No collagenase activity was detected in cell preparations (the red dot at Y = X = 0 [indicated by the red arrow] represents the mean of two independent measurements for each sample). The standard curve for the used assay (EnzChek Gelatinase/Collagenase Assay Kit E12055; Invitrogen) is depicted by the green line. Because this high-sensitivity assay can detect enzyme activity down to a minimum concentration of 2×10⁻³ U/ml, activity of the enzyme in the final cell preparation was not present or less than two-thousands of a unit per ml.

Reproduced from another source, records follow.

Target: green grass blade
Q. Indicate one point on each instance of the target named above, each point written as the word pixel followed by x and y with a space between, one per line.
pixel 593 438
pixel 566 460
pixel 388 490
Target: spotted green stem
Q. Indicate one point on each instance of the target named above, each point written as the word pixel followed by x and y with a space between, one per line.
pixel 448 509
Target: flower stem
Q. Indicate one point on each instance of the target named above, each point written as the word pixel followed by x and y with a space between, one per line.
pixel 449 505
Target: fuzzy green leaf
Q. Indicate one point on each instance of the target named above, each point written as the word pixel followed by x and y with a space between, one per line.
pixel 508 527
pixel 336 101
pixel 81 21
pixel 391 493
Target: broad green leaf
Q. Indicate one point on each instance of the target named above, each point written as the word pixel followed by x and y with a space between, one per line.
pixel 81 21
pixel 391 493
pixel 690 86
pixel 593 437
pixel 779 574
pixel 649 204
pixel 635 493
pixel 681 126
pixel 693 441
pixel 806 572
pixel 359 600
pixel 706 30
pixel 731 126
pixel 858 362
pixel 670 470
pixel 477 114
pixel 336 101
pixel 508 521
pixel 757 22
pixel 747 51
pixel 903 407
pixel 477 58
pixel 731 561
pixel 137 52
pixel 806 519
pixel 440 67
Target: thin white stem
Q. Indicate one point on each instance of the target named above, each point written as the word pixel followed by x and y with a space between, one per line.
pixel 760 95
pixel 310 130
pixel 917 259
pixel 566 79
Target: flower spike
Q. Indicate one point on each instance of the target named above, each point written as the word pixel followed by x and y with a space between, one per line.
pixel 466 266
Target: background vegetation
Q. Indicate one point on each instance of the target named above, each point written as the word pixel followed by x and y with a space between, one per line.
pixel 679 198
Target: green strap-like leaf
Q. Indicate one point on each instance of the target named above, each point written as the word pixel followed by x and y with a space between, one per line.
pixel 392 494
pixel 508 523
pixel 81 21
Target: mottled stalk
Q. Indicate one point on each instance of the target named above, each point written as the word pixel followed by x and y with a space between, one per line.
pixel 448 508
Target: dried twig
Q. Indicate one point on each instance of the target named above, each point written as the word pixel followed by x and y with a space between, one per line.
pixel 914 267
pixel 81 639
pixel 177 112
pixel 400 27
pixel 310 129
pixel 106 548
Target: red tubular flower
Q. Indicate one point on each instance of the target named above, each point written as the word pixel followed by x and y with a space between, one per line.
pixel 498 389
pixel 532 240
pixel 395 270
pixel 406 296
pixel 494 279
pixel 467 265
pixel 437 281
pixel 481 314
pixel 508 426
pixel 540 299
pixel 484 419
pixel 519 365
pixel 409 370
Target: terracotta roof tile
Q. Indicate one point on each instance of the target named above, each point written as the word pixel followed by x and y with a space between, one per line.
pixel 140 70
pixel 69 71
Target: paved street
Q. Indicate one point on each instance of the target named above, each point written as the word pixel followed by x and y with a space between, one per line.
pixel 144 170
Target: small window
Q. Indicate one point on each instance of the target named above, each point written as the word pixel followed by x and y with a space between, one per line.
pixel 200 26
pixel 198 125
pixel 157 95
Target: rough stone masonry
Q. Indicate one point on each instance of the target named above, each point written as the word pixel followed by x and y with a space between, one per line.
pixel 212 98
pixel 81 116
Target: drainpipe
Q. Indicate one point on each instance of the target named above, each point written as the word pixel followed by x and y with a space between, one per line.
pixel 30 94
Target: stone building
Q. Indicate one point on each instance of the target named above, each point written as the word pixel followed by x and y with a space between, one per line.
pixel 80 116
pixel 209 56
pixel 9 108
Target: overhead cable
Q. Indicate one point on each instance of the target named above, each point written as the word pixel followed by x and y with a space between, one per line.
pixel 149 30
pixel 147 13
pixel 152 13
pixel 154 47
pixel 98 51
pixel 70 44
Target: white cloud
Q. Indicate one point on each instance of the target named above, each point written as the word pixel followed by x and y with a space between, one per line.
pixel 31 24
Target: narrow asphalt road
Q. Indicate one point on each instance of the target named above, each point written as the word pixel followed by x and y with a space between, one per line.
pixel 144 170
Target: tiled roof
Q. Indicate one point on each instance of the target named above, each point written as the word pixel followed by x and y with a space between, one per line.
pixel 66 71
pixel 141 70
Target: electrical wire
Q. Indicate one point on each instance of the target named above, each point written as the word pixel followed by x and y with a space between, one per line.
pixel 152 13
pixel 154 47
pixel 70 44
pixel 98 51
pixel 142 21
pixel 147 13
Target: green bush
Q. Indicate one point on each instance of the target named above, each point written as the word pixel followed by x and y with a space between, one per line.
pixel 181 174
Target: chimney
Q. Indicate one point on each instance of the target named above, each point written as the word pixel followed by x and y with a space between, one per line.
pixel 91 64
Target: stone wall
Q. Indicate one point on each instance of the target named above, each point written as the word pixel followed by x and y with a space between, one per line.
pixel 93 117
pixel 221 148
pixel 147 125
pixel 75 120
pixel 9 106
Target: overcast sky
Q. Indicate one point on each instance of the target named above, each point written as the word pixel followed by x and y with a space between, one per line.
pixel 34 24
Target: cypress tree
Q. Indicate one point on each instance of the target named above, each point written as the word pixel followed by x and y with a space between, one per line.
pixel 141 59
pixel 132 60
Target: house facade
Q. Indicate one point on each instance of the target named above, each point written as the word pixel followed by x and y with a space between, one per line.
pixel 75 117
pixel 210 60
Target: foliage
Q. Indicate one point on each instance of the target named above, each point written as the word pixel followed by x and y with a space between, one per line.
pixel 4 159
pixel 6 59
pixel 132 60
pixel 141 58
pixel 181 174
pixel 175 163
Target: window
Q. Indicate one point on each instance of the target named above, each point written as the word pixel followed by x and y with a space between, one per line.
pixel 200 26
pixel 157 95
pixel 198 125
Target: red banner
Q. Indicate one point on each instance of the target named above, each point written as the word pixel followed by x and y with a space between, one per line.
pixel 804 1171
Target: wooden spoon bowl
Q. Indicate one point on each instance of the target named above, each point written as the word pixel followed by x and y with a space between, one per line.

Fig 16. Cell yield and live cell yield obtained with Transpose RT / Matrase isolation of ADRCs and Transpose RT / no Matrase isolation of ADRCs compared with corresponding data reported in the literature.

Panels A and B show individual data as well as mean ± standard error of the mean of cell yield (A) and live cell yield (B) obtained with Transpose RT / Matrase isolation of ADRCs (black dots), enzymatic methods for isolating ADRCs reported in the literature (listed in Table 1) (green dots), Transpose RT / no Matrase isolation of ADRCs (black crosses) and non-enzymatic methods for isolating ADRCs reported in the literature (listed in Table 2) (red dots). Panels C and D show the same data as a function of the year of publication.